Свободное падение - Голдинг Уильям
Филип не являлся — не является — типичной фигурой. Но в высшей степени любопытной и сложной. Мы называли его нюней и относились к нему с пренебрежением, а он был куда опаснее любого из нас. Я был главарь, и Джонни был главарь. Оба стояли во главе соперничающих ватаг, и кто кого — всегда было под вопросом. Мне доставляет грустное удовольствие вызывать в памяти этих двух неистовых заводил, наивных и простодушных, гнавших от себя Филипа, потому что он — нюня. Филип — наглядный пример естественного отбора. Он был приспособлен к выживанию в нашем современном мире, как ленточный червь в кишечнике. Я был главарь, и главарем был Джонни. Филип обсудил все «за» и «против» с самим собой и выбрал меня.
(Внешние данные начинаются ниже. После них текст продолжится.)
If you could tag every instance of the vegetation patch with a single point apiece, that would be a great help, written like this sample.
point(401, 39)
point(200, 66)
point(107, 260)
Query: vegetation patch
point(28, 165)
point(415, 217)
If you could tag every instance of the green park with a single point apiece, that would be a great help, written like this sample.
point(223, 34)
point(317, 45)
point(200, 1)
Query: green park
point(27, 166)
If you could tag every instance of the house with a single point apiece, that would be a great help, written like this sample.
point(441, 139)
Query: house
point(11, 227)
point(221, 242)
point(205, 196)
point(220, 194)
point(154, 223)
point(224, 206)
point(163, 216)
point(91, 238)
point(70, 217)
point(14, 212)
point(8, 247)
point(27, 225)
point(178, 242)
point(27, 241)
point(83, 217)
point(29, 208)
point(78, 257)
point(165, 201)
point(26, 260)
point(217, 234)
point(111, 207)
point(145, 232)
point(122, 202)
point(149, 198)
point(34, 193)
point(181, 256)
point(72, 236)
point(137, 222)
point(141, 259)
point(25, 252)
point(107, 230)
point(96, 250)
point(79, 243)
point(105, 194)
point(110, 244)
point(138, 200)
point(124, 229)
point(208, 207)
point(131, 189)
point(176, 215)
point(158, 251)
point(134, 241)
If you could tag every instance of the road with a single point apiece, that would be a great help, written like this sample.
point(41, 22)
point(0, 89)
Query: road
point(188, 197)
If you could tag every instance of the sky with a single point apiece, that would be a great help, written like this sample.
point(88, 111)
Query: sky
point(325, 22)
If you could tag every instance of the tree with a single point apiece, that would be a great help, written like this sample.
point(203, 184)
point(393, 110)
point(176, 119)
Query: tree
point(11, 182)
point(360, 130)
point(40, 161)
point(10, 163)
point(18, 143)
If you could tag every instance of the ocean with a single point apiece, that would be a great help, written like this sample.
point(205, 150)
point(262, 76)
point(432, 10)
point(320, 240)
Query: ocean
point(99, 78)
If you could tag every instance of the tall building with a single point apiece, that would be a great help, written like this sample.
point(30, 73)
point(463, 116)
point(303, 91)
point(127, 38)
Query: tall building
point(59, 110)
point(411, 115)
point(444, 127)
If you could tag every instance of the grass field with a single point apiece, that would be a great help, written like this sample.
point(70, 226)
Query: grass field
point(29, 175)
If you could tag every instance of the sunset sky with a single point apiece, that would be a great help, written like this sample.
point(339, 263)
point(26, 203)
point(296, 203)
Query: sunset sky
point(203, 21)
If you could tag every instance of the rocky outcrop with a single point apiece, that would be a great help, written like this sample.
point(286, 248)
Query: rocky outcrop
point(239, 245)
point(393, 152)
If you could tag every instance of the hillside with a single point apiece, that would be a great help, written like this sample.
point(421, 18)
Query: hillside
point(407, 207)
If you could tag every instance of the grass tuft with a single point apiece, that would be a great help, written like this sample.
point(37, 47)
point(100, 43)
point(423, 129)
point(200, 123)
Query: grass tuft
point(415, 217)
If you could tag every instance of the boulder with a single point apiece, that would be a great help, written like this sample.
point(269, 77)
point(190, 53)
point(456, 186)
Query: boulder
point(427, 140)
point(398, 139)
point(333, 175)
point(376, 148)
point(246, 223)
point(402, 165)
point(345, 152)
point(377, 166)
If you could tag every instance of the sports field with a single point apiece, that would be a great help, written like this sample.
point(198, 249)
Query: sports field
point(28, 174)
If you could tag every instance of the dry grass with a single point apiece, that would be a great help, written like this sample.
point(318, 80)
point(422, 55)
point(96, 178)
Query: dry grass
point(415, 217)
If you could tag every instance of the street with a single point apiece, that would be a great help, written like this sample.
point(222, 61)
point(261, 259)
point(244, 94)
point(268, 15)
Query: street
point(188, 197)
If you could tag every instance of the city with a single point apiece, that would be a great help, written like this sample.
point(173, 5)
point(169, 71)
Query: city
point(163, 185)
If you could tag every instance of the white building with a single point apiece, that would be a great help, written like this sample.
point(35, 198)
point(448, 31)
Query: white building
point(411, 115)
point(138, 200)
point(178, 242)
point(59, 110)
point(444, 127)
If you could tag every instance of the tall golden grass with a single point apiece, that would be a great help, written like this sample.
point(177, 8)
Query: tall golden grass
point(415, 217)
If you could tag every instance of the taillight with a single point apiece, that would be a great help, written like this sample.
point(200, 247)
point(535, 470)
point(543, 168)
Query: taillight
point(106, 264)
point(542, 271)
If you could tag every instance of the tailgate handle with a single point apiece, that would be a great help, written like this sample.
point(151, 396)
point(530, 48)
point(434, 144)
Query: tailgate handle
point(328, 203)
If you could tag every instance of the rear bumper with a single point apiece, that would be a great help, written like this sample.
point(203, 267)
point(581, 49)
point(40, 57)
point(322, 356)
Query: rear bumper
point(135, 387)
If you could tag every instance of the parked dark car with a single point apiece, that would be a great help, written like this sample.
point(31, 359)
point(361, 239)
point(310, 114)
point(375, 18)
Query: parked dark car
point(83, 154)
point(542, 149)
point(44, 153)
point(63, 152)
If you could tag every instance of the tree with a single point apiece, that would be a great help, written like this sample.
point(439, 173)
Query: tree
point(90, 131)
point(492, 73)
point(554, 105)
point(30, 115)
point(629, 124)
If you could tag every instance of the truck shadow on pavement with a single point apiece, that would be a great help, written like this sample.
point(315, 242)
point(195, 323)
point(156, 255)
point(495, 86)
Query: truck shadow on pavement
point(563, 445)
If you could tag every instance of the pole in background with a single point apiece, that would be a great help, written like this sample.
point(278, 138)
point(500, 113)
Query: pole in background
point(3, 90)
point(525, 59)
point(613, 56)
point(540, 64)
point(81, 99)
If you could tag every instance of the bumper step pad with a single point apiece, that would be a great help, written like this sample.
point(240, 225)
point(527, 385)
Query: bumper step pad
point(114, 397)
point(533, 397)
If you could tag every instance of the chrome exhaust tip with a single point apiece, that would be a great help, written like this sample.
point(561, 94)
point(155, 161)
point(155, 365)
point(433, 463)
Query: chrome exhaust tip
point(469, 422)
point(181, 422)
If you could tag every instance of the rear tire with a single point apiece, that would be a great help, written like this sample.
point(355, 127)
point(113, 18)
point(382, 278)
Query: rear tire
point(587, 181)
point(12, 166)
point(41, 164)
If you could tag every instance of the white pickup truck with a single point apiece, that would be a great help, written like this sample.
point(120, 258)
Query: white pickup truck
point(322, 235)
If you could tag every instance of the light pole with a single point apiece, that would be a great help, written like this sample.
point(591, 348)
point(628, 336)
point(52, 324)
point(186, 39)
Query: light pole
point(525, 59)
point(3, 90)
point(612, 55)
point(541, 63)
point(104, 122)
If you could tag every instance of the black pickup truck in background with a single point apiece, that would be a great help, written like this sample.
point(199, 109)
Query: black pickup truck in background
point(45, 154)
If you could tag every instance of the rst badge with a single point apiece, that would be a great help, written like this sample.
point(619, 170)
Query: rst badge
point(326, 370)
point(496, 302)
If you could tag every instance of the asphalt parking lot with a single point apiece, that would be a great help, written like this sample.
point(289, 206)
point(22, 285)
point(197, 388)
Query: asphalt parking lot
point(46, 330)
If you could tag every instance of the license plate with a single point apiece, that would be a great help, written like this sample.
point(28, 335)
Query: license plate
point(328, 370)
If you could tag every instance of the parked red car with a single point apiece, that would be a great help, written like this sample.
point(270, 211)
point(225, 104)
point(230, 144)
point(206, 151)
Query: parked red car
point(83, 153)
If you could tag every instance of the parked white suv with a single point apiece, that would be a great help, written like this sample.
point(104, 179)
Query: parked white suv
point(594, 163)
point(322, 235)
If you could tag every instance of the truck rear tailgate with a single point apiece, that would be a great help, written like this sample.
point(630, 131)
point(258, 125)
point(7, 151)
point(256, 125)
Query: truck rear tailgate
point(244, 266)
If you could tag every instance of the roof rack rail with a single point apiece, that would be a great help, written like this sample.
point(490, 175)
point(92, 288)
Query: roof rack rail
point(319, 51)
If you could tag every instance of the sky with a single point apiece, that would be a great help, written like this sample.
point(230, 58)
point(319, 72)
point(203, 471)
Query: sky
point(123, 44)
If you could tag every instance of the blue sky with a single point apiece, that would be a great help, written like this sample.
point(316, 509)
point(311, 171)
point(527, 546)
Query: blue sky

Я думал, что приобрел оруженосца, на самом деле он был моим Макиавелли. С бесконечным вниманием и истерическими предосторожностями в отношении к собственной персоне Филип тенью следовал за мной. Рядом с самыми выносливыми из всей кодлы он чувствовал себя вне опасности. А так как он стал мне своим, я уже не мог погнаться за ним, и мой охотничий инстинкт не находил должного выхода. Робкий, жестокий, нуждающийся в обществе, но и боявшийся его, слабый телом, но быстрый на ноги, он стал моим бременем, моим пересмешником, моим льстецом. Пожалуй, он занимал при мне то же место, что я при Иви. Слушал и делал вид, что верит. Фантазировать, как Иви, я не умел, мои рассказы исходили из жизни, несколько ее преувеличивая, но не компенсируя. Тайные общества, географические открытия, розыски преступника, Секстон Блейк — «огромный лимузин с ревом сорвался с места». Филип делал вид, что всему верит, и вился вокруг меня ужом. Кулаки и слава принадлежали мне, но при этом я был его шутом, его глиной. Пусть он не умел драться, зато знал то, чего никто из нас не знал. Он знал, что такое люди.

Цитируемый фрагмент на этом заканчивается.